A defend encounter being setup with an attacking and defending team, along with a plane crash trigger in between them:
Editor view

The same mission being run in game. Note the blue team moving to attack the defending red team, and the flaming result of the plane crash:
Ingame view

Game Engine

A 2d game engine I designed and created using python. It was written to be as unnassuming as possible, allowing developers to add anything they want without having to modify the engine, while still making it possible to produce a game with the provided resources.

More

The engine has the following features:

A powerful entity based design, capable of handling hundreds of entities at once. Entities and their controlling scripts are loaded at runtime allowing each entity to be created with it's own unique collection of variables and behaviours all without modifying the engine. Entities are capable of accessing all parts of the engine in order to change the world as necessary, and control other entities. An entities script can also take control of rendering the entity, or allow the engine to do the work.

Additional subsystems loaded at runtime, allowing developers to add their own major subsystems without modifying the engine. For example a system to track and update a player's score.

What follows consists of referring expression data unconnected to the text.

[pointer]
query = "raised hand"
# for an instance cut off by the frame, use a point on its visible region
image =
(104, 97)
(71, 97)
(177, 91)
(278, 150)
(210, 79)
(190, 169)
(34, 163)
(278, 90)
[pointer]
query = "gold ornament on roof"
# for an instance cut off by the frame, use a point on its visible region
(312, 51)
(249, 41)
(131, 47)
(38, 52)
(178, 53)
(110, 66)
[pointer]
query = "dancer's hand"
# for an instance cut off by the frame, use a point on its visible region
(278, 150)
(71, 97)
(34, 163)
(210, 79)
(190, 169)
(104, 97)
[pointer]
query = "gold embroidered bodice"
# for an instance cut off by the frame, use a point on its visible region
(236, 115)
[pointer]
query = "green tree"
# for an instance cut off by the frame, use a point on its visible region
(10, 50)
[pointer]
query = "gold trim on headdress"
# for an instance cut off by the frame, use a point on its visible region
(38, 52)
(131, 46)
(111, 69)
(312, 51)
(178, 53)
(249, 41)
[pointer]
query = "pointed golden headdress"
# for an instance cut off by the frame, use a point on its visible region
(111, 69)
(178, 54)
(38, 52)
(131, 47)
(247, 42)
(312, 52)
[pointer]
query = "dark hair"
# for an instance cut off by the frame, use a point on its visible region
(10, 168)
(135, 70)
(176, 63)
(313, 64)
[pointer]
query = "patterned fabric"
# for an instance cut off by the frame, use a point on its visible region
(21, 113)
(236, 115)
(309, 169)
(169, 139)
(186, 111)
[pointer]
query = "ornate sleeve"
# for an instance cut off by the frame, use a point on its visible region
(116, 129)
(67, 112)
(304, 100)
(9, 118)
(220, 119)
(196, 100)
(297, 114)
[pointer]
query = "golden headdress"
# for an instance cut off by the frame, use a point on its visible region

A custom dynamic lighting algorithm:
Lighting demonstration

A complete map editor, allowing the use of any textures in the right folder at startup. Textures can be animated, and set to emit particles.
Editor demonstration

An ingame console allowing any variables to be modified. All subsystems and modules are automatically scanned to gather a directory of variables to help users find the right things to modify. Any system or entity can also specify a list of variables to be excluded from this scan. The console can be disabled, or password locked.
Console demonstration

Computer

In my quest to further my understanding of how computers work, I designed a computer system from logic gates all the way up to a high level language.

More

With the help of the resources available at Nand2Tetris, I designed a computer from the logic gates up to cpu and ram. I then created a high level language, and a compiler to turn it into machine code for the computer. The end result was tested with a simple clone of space invaders.

Ash

Ash is a two player game I wrote in python as a sandbox for testing out AI strategies. Code available here: TheNotChosenOne/ash.

More

Ash features an open framework allowing for simple creation of new gamemodes and artificial intelligences. There are currently two AIs, one decision tree based AI, and one neural network based AI. The neural network AI can be customized by changing any of it's hundreds of weightings, and new AIs can be created simply by finding the right set of weightings. To that end there is a genetic algorithm based system which can be used to find weightings which produce competent AIs. The preview image above shows a game between a neural network created through the genetic algorithms on the left, and the decision tree based AI on the right.

Kinput

A computer science professor of mine made an offhand comment hinting that anyone who could write a program entirely using the Microsoft Kinect and interpretive dance would be rewarded. I'm not really a dancer but I still got a chocolate bar for doing this fun project.

More

This system was written with C# and the Kinect SDK. It can currently be set to track the users entire body, or just their hands. In the future it could be modified to accept any point or set of points to track, and therefore find use as an input system for people who, for whatever reason, cannot use a standard keyboard.

Explore

A hand painted android game, with a procedurally generated infinite world.

More

Explore features hand painted textures, and an infinitely large, procedurally generated world. The player is allowed to wander endlessly in any direction while the map generates on the fly using a variant of Conway's Game of Life. The system ensures both that the player cannot get stuck, and that locations important to the game plot would eventually be stumbled upon, multiple times if necessary.